Мадам Паризо поклонилась и ушла. Я взглянул на Виолетту, которая молчала всё это время.
– Если ты думаешь, что я из чувства вины буду теперь перед тобой лебезить, ты ошибаешься, – сказала она.
– Ничуть не думаю, что ты изменишься, да и не хотел бы этого, – ответил я. – Ты мне нравилась такой, как была, и я хотел бы, чтобы ты не изменялась. Ни в лучшую сторону, ни в худшую. Но не пытайся меня обманывать, вот единственное, о чём я прошу.
– Не могу тебе этого обещать абсолютно во всём, – ответила Виолетта и кокетливо улыбнулась. – Ведь у каждой девушки должны же быть свои секреты от своего мужчины! Хотя бы какие-то! Женские!
– Что ж, это я как-нибудь стерплю, – сказал я. – Но у меня к тебе особая просьба.
– Какая? – кокетливо спросила Виолетта. – Тебе недостаточно французской любви? Хочешь, чтобы нас было трое?
– Нас итак будет трое, но в самом добропорядочном смысле, если ты не солгала насчёт беременности, – ответил я. – Я хочу, чтобы ты сыграла Миледи в моей пьесе. Ты – воплощённая женственность, чистота, красота и всё, о чем может мечтать мужчина, если говорить о внешности, но твой ум, твоя изобретательность, твоя хитрость, и даже, прости меня за это слово, коварство, а также бесподобный талант притворства – это именно то, что нужно для этой роли.
– Ну спасибо! – ответила Виолетта. – Сравнил меня с самой мерзкой дамой своего самого знаменитого романа!
– Она вовсе не мерзкая! – горячо возразил я. – Только познакомившись с тобой, я понял, что я сам не до конца осознавал характер и внешность моей Миледи! В каждой строке своего романа я изображал её исчадием Ада. И лишь в воспоминаниях Атоса я позволил себе сравнить её внешность с ангелом. Я разделил эти два качества во времени. И я ошибался! Она должна была ежесекундно выглядеть как ангел самой высшей небесной чистоты! И при этом замышлять и реализовывать свои чёрные планы. Не обижайся, милая, моему сравнению. Твои интриги по-детски наивны и относительно безобидны. Но они существуют в твоей голове одновременно с твоим ангельским щебетанием.
– Даже не знаю, стоит ли обижаться на твои слова, – сказала Виолетта.
– Я думаю, что моя маленькая Виви не станет обижаться на своего шаловливого Дуду, – сказал я слегка игриво и очень нежно.

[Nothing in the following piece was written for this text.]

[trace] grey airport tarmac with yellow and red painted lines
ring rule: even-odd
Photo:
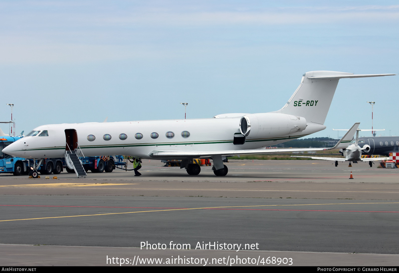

– Ты понимаешь, сила этого образа должна состоять в том, что в ней всё мгновенно меняется – коварство и ангельская внешность, нежный голос и ужасный смысл того, что она говорит, и к чему подговаривает своих сообщников! Это должно быть новое слово в литературе! Не положительный герой, и не отрицательный, а гремучая смесь того и другого! Я нашёл новые краски. Я старался, чтобы читатель вздохнул с облегчением, читая сцену казни Миледи! Я был не прав! Я исправлю это в моей драме! Зритель должен переполняться двойственными чувствами. Одной половиной своей души зритель будет радоваться, что Констанция отомщена, второй половиной души он должен сокрушаться о её загубленной молодости и красоте!
– Ну вот видишь, Дуду! – обрадовалась Виви. – Ты – неиссякаемый источник новых идей! Ты выполнишь контракт и получишь свой гонорар очень скоро!
– С твоей помощью, – ответил я и обнял Виви, которая в ответ поцеловала меня.
Разумеется, Виви растаяла, и между нами вновь воцарился мир. Надолго ли?